This article (in Hebrew) was great food for thought for me; it's a fantastic example of why people expect to spend lots and lots of money in a baby's first year - and usually live up to that expectation. For my visitors who don't speak Hebrew - it's basically a record of "average" baby costs. It's written from the ridiculous assumption that a baby needs a vast set of brand-new equipment.
I know most of my readers don't read or speak Hebrew, but I'm sure all of us, no matter in which language, had the chance to come across lists of items we "need" to buy for our babies - or else.
You know what, we still have a long way to go in the realm of frugality, but my husband and I seem like a pair of penny-pinching geniuses when you compare our so far very modest baby expenses to the "average" described in the article. The author somehow reached an astronomical sum of around 15,000$ - in the first year alone.
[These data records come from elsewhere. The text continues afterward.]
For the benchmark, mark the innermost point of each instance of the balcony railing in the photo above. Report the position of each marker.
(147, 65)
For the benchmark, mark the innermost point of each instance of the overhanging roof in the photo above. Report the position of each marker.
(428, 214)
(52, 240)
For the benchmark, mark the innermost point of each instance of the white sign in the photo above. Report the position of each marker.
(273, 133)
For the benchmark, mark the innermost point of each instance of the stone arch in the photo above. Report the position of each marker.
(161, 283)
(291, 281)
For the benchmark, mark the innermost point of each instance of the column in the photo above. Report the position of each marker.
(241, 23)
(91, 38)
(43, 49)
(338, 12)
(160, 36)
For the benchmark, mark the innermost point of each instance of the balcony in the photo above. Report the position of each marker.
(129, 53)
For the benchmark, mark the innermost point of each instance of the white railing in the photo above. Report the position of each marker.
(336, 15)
There is a reluctant disclaimer in the bottom saying that costs can be reduced by using second-hand, but it is mentioned in such an off-handed manner that it makes me wonder if baby product manufacturers pay independent authors to promote extravagant new arrival expenses.
Of course, childcare constitutes a major part of that ridiculously inflated sum. Obviously, mothers who stay at home with their babies don't need to pay for childcare. This is the way things have been for mothers of small children since the beginning of time, but somehow today this isn't even mentioned as an option. Some upper-class women have high-paying careers they are passionate about, but for many more women, work is boring drudgery and much of their paycheck passes straight into the hands of their childcare provider. Is this the sort of progress and liberation we are supposed to praise?
A great thing about baby equipment: it takes much more than one turn to wear it out. It's true about furniture, clothes, toys and more. Shira's newborn clothes, which are already packed away, will be almost as good as new next time they are used. And how many of them did we actually buy? That's right, none. They are all gifts or hand-me-downs. Many people turn up their noses at used baby items, but they are often in like-new condition, and using them can save so much money. All you need to do is ask around - and many times, people offered us baby things even without being asked. We have a used bed, stroller, and more than enough clothes for Shira, and I think those "old" items can still easily serve several babies after she is done with them. There's also the option of buying used, at the fraction of the cost you'd pay for a new item. If you have a lot of money and can't wait to get rid of it, buy brand-new baby equipment and clothes. Otherwise, what's the point?
There are also the many items which are usually listed as must-haves, but which we don't actually need. For example, we got a used stroller (in excellent condition) for free, but if we didn't, we probably wouldn't buy it. Changing table? We could get one for free, but didn't want to take up the space. Changing can be just as easily done on the bed. Speaking of beds, why does the baby's bed need a matching drawer, when any suitable-sized drawer can be used?
And don't even get me going about "developmental activities for infants". I'm very sorry, but a baby doesn't need yoga. Mine, at least, is wonderfully entertained simply by watching Mom do housework. Us talking to her is enough to produce the most adorable coos and smiles.
The most basic need of a baby is to be with his mother. To be fed, held, and loved. How, and when, and why did we let someone convince us that this need can be replaced by a great number of expensive gadgets?